IP3 signaling plays an important role in OLFR15-dependent GSIS enhancement
We further examined the pathway downstream from PLC, which is involved in GSIS enhancement. PLC activation reportedly leads to hydrolysis of phosphatidylinositol 4, 5-bisphosphate (PIP2), yielding diacylglycerol (DAG) and IP3, with the latter then binding to the IP3 receptor on the endoplasmic reticulum (ER) and subsequently inducing Ca2+ release from the ER. This induction of Ca2+ release reportedly increases insulin secretion17,23. Therefore, we first examined intracellular Ca2+ concentration ([Ca2+]i) alterations after OA treatment by measuring the fluorescence ratio of F340/F380 derived from Fura-2. As expected, [Ca2+]i was increased by OA treatment in MIN6 cells with a high glucose concentration (Fig. 5a), and this increase in [Ca2+]i was significantly suppressed by treatment with Xestospongin C, an IP3 receptor antagonist21 (Fig. 5b). Furthermore, Xestospongin C treatment blocked the GSIS enhancement induced by OA (Fig. 5c). These findings suggest that the IP3 receptor pathway plays a major role in OLFR15-enhanced GSIS.
Taken together, these observations indicate that the signaling pathway involved in OLFR15-mediated GSIS enhancement is not the Gαolf-cAMP-PKA pathway, but rather the PLC-β1- IP3-dependent pathway.

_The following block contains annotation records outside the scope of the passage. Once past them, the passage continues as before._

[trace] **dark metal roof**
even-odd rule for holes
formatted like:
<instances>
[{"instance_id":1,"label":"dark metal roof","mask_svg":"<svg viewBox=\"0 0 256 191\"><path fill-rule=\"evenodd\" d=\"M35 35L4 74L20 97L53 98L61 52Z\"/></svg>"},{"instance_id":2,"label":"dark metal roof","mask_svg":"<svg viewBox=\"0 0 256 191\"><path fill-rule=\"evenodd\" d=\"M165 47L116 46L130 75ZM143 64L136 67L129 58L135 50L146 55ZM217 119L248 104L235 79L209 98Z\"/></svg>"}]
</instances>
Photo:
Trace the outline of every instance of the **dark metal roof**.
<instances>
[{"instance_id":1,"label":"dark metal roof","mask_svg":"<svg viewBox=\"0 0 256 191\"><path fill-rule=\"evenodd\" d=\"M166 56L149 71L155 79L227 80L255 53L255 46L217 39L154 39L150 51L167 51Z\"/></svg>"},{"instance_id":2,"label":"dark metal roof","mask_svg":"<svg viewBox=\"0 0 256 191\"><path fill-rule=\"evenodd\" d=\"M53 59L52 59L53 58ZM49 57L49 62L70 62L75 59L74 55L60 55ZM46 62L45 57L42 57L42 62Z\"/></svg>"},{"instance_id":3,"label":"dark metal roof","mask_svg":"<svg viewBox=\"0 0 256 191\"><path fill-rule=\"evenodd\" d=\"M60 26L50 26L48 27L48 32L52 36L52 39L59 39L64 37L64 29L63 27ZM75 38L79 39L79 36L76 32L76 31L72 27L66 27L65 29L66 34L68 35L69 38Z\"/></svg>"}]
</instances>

The olfactory system is known to function mainly in identifying foods, judging their edibility and detecting signals for a variety of social behaviors including the maintenance of territories28. ORs are G protein-coupled receptors (GPCRs) that mediate olfactory sensation as specialized chemo-sensors in ORNs20. OR expression is not, however, restricted to ORNs7,8,29. Since environmental substances obtained from foods also modulate insulin secretion, we speculated that there must be a chemo-sensing system(s), which recognizes the broad variation of available nutrients, in pancreatic β-cells. However, to the best of our knowledge, there are no reports indicating that either the ORs expressed in pancreatic β-cells or ectopic ORs in general have direct effects on insulin secretion. Herein, among ORs whose expressions were detected in pancreatic β-cells, we focused on OLFR15, since OA, which affects insulin secretion in the perfused rat pancreas19, reportedly interacts with OLFR15 in reconstituted 293 T cells18. We showed OA to promote GSIS in three different settings, i.e., isolated pancreatic islets ex vivo, the MIN6 pancreatic β-cell line in vitro and with peroral administration in vivo. In addition, knockdown of OLFR15 almost completely inhibited this OA-induced enhancement of GSIS (Fig. 3c). These results not only indicate that OA is a functional ligand of OLFR15 but also that OLFR15 mediates the insulin secretion-promoting effects of OA. The present results provide the first evidence indicating that an OR, OLFR15, is functionally expressed in pancreatic β-cells as a chemo-sensor, and promotes GSIS, thereby contributing to glucose homeostasis.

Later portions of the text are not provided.